Forestry co-operatives are the way to go – ICOS
Co-operatives can make a major contribution to Ireland’s new multi-million Forestry Development Programme to 2020, an Irish Co-Operative Organisation Society (ICOS) seminar has heard.
ICOS says over 20 delegates from co-operatives, advisory services, and academic interests attended the event to hear from Swedish and Danish forestry experts on the major potential for additional income to family owned forestry and renewable energy projects involving biomass from forestry.
ICOS says it is currently helping producer groups to develop member owned businesses to exploit this opportunity.
Siobhán Mehigan, Co-operative Development Executive of ICOS said that because they are member owned and operated businesses, co-operative forestry producer organisations can maximise the economic, environmental and social benefits that can be delivered by forestry at home as well as contributing to growth in this important export led processing sector.
“Co-operatives can address key strands of the 2020 Forestry Programme particularly in areas relating to knowledge and skills transfer and the establishment of producer groups which are very important elements of the development programme.

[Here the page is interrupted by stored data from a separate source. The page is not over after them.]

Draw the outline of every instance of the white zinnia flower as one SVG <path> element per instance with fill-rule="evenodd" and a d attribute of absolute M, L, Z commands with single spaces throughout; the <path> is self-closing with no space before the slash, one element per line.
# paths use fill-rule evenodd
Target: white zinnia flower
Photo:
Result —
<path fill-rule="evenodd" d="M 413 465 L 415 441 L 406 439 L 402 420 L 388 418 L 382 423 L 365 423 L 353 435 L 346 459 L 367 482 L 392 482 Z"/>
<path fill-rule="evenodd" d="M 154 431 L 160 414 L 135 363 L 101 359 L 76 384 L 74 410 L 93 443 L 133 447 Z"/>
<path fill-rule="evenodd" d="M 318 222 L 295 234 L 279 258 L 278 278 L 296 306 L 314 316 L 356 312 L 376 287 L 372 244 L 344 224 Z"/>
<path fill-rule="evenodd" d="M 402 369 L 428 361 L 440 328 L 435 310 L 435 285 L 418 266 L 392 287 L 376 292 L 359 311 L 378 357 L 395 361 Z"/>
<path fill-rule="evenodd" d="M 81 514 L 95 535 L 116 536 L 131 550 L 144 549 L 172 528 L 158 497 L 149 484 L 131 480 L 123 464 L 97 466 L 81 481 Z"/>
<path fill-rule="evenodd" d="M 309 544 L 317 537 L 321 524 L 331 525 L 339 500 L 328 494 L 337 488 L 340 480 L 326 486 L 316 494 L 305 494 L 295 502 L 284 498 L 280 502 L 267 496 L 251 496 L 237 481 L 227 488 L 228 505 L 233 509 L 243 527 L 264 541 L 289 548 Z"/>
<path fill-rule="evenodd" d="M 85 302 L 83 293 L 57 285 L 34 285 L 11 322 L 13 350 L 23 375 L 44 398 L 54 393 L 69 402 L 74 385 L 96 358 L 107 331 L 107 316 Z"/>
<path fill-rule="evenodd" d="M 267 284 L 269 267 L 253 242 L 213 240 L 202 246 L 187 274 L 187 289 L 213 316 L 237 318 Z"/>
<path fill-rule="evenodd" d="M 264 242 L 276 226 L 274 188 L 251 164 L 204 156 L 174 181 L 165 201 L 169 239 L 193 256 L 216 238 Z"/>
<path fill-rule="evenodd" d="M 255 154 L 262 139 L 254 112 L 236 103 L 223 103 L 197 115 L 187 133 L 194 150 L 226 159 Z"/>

“Typically, producer groups can yield collective benefits through co-operation including joint planting, thinning and felling operations and equipment and machinery sharing. This can also extend into biomass processing operations,” she said.
Speaking at the seminar Karsten Raae, Senior Consultant & Forest Supervisor of Danish Forestry Extension (DFE) said that there is great potential for the development of a sustainable profitable, producer owned forestry sector in Ireland.

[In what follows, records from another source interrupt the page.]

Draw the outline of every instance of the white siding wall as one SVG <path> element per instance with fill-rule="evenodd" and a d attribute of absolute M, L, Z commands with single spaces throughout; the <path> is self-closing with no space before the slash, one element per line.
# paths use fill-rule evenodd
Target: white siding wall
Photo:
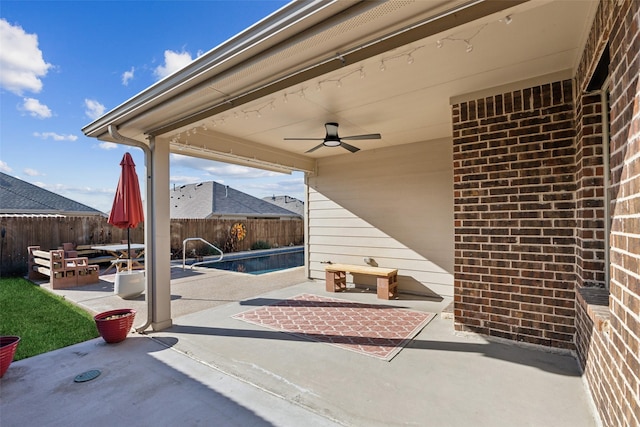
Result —
<path fill-rule="evenodd" d="M 324 279 L 322 262 L 371 257 L 398 268 L 400 291 L 452 297 L 452 157 L 446 139 L 320 159 L 308 179 L 310 277 Z"/>

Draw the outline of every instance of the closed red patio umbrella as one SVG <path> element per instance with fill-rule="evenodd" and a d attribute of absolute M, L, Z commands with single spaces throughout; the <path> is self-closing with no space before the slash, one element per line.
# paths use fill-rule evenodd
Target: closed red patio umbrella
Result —
<path fill-rule="evenodd" d="M 131 158 L 131 154 L 125 153 L 120 162 L 122 171 L 118 181 L 118 189 L 113 199 L 113 206 L 109 213 L 109 224 L 118 228 L 127 229 L 127 254 L 129 256 L 129 269 L 131 269 L 131 239 L 129 232 L 136 228 L 138 223 L 144 221 L 144 211 L 142 209 L 142 197 L 140 197 L 140 184 L 136 165 Z"/>

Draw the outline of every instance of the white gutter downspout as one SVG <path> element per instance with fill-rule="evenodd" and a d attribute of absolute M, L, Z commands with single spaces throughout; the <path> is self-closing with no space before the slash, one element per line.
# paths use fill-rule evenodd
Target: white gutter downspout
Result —
<path fill-rule="evenodd" d="M 109 135 L 111 135 L 111 137 L 113 139 L 115 139 L 116 141 L 118 141 L 121 144 L 125 144 L 125 145 L 131 145 L 133 147 L 138 147 L 141 148 L 142 151 L 144 151 L 144 165 L 145 165 L 145 173 L 146 173 L 146 193 L 147 193 L 147 209 L 146 209 L 146 218 L 145 218 L 145 254 L 146 254 L 146 258 L 148 260 L 154 259 L 154 252 L 155 252 L 155 248 L 154 245 L 151 243 L 153 236 L 155 235 L 155 233 L 153 232 L 155 230 L 155 220 L 153 219 L 153 215 L 150 215 L 151 213 L 151 207 L 153 206 L 153 186 L 152 186 L 152 181 L 153 181 L 153 162 L 151 160 L 151 156 L 153 154 L 151 148 L 145 144 L 144 142 L 140 142 L 140 141 L 136 141 L 135 139 L 131 139 L 131 138 L 127 138 L 126 136 L 121 135 L 120 133 L 118 133 L 118 128 L 113 125 L 110 124 L 108 127 L 109 130 Z M 152 323 L 153 321 L 153 312 L 155 310 L 155 304 L 153 304 L 154 298 L 155 298 L 155 294 L 156 294 L 156 280 L 155 280 L 155 276 L 153 273 L 153 269 L 152 268 L 148 268 L 149 267 L 149 263 L 146 262 L 144 265 L 144 270 L 145 270 L 145 276 L 147 278 L 147 292 L 146 292 L 146 300 L 147 300 L 147 320 L 146 322 L 141 325 L 141 326 L 137 326 L 134 329 L 136 330 L 136 332 L 138 333 L 143 333 Z"/>

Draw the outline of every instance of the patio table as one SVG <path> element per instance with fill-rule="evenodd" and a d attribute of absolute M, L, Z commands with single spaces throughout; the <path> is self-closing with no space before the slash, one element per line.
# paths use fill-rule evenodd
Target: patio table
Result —
<path fill-rule="evenodd" d="M 118 243 L 111 245 L 91 246 L 91 249 L 108 252 L 116 258 L 111 263 L 111 266 L 107 268 L 102 274 L 105 274 L 107 271 L 111 270 L 112 267 L 115 267 L 116 271 L 121 271 L 120 265 L 128 264 L 125 261 L 129 261 L 129 248 L 131 248 L 133 254 L 131 258 L 131 268 L 144 268 L 144 266 L 141 264 L 141 261 L 143 261 L 144 259 L 144 243 Z"/>

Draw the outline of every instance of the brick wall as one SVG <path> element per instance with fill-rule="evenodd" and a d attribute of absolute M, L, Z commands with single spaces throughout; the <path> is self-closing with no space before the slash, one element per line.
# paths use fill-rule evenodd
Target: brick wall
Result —
<path fill-rule="evenodd" d="M 585 274 L 578 282 L 585 287 L 576 295 L 578 360 L 605 426 L 640 425 L 639 6 L 634 0 L 600 3 L 576 75 L 577 89 L 585 93 L 609 45 L 610 291 L 586 287 L 591 278 Z M 589 111 L 595 103 L 585 94 L 578 111 Z M 581 122 L 585 135 L 597 134 L 597 125 L 587 122 Z"/>
<path fill-rule="evenodd" d="M 570 80 L 454 105 L 456 329 L 573 348 Z"/>
<path fill-rule="evenodd" d="M 574 348 L 605 426 L 640 425 L 639 9 L 599 4 L 573 81 L 452 109 L 456 329 Z M 607 46 L 610 175 L 588 88 Z"/>
<path fill-rule="evenodd" d="M 576 108 L 576 280 L 605 285 L 605 182 L 602 99 L 582 96 Z"/>

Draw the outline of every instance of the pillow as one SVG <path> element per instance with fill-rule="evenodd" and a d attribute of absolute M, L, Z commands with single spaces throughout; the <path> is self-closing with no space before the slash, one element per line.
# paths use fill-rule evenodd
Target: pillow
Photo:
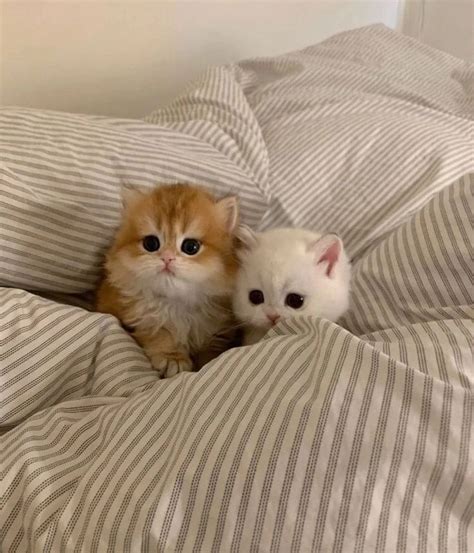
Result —
<path fill-rule="evenodd" d="M 259 227 L 337 232 L 359 257 L 474 170 L 473 78 L 474 65 L 373 25 L 211 69 L 193 93 L 148 121 L 179 118 L 192 132 L 200 98 L 216 91 L 209 109 L 217 121 L 237 83 L 266 148 L 256 174 L 270 209 Z M 226 125 L 238 132 L 237 117 Z M 254 144 L 258 157 L 258 138 Z"/>
<path fill-rule="evenodd" d="M 126 183 L 185 182 L 216 195 L 238 194 L 242 219 L 258 224 L 266 201 L 245 152 L 223 131 L 208 140 L 216 122 L 206 110 L 202 98 L 191 135 L 173 130 L 172 122 L 164 128 L 0 109 L 0 286 L 65 294 L 94 289 Z M 255 125 L 251 112 L 240 120 L 246 125 Z"/>

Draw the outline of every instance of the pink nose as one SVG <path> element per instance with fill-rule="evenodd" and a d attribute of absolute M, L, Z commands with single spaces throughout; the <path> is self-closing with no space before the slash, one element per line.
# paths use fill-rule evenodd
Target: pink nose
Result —
<path fill-rule="evenodd" d="M 272 323 L 272 326 L 275 326 L 280 319 L 278 313 L 267 313 L 267 319 Z"/>
<path fill-rule="evenodd" d="M 165 251 L 161 254 L 161 260 L 164 262 L 165 265 L 169 265 L 175 259 L 176 257 L 174 256 L 173 252 Z"/>

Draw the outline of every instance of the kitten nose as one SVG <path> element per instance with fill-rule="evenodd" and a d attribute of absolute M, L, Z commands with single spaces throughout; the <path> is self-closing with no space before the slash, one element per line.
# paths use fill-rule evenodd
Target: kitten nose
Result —
<path fill-rule="evenodd" d="M 173 252 L 171 252 L 169 250 L 165 250 L 161 254 L 161 259 L 162 259 L 162 261 L 164 261 L 165 265 L 169 265 L 172 261 L 174 261 L 176 259 L 176 257 L 175 257 Z"/>
<path fill-rule="evenodd" d="M 278 313 L 266 313 L 267 319 L 272 323 L 272 326 L 275 326 L 280 319 Z"/>

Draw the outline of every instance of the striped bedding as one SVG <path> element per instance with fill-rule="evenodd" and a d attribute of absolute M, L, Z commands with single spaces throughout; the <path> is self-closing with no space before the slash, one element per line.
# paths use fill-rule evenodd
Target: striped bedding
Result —
<path fill-rule="evenodd" d="M 0 110 L 0 550 L 474 548 L 474 68 L 383 26 L 214 67 L 143 121 Z M 159 380 L 88 310 L 127 182 L 341 234 L 339 325 Z"/>

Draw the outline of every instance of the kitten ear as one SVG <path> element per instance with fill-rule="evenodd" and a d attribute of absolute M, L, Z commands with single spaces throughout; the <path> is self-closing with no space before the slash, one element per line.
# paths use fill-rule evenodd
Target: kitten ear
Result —
<path fill-rule="evenodd" d="M 239 218 L 239 200 L 237 196 L 223 198 L 216 203 L 216 206 L 221 213 L 226 229 L 233 232 Z"/>
<path fill-rule="evenodd" d="M 250 250 L 257 245 L 257 233 L 247 225 L 239 225 L 236 236 L 243 250 Z"/>
<path fill-rule="evenodd" d="M 342 240 L 337 234 L 325 234 L 316 242 L 313 242 L 310 249 L 314 252 L 316 264 L 325 267 L 326 276 L 334 276 L 334 268 L 341 258 L 343 251 Z"/>
<path fill-rule="evenodd" d="M 128 207 L 145 195 L 145 190 L 126 184 L 122 187 L 122 207 Z"/>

“However Ireland has a ready-made wood fuel resource in the large areas of farm forests planted over the past 3 decades they now require consistent thinning to achieve production potential and this should be arranged through co-operative producer organisations.
“Knowledge also needs to be built up around the harvesting and storing of wood for energy. There is increasing demand for wood based fuels including pellets and dry wood chips following from SEAI’s campaign encouraging businesses and consumers to install wood fuel boilers,” she said.
The DFE is currently working with the Irish Council for Forest Research and Development (COFORD) to develop harvesting systems for wood for energy in Irish private forests.
The Department of Agriculture has allocated some €482m of State investment to its 2020 Programme to provide a range of incentives and supports for forestry development over the next 6 years. This includes plans for 44,000 hectares of new forests, 700km of new forest roads and higher premium payments.
The new premiums are 20% higher than those in the previous forestry development programme and establishment grants have also increased by 5%.